À cette aune, le Conseil constitutionnel relève, en premier lieu, que, en instituant les délits prévus par les dispositions contestées, le législateur a entendu lutter contre la promotion des comportements ou des pratiques présentés comme thérapeutiques ou prophylactiques alors qu’ils sont susceptibles de mettre en danger la santé des personnes.

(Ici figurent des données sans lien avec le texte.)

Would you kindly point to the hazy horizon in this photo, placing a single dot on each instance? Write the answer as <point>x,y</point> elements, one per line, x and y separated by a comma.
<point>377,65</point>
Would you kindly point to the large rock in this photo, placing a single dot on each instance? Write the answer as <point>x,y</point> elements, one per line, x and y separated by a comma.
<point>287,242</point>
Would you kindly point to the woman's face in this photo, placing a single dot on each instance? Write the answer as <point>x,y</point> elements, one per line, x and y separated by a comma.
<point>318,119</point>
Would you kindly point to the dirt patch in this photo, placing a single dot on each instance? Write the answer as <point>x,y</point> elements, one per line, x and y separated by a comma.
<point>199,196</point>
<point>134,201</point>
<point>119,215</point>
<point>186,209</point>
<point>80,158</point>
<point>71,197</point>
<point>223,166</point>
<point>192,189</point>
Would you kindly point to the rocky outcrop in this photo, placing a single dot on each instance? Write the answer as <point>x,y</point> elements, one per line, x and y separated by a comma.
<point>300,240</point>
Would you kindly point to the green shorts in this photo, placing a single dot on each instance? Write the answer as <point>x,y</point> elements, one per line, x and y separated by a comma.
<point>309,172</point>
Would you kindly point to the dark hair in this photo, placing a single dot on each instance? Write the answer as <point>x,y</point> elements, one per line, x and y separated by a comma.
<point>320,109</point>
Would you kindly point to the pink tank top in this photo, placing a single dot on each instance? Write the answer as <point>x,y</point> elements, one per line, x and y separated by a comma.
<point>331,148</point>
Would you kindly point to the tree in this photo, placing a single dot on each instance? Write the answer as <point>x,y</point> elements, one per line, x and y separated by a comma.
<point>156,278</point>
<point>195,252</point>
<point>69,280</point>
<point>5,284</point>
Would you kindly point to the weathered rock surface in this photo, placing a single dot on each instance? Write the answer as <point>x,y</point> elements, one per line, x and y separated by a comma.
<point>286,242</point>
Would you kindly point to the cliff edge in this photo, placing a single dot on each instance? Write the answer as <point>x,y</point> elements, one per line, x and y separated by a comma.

Ce faisant, il a poursuivi les objectifs de valeur constitutionnelle de protection de la santé, de sauvegarde de l’ordre public et de prévention des infractions.
En second lieu, d’une part, pour les mêmes motifs que ceux énoncés en réponse au grief tiré de la méconnaissance du principe de légalité des délits et des peines, le Conseil constitutionnel juge que les faits incriminés sont précisément définis et ne créent pas d’incertitude sur la licéité des comportements susceptibles d’entrer dans le champ de ces délits.
D’autre part, il relève qu’il résulte du cinquième alinéa de l’article 223-1-2 du code pénal que ne peut être poursuivie du chef de ces délits la personne qui procède, en qualité de lanceur d’alerte, au signalement ou à la divulgation d’une information dans les conditions prévues par la loi n° 2016-1691 du 9 décembre 2016 relative à la transparence, à la lutte contre la corruption et à la modernisation de la vie économique.
Par ces motifs, le Conseil constitutionnel juge que l’atteinte portée à la liberté d’expression et de communication par les dispositions contestées est nécessaire, adaptée et proportionnée à l’objectif poursuivi. Il écarte donc le grief tiré de la méconnaissance de cette liberté.
* Par ailleurs, la décision de ce jour censure comme cavalier législatif, c’est-à-dire comme irrégulièrement introduit dans la loi au regard de l’article 45 de la Constitution, l’article 2 de la loi déférée.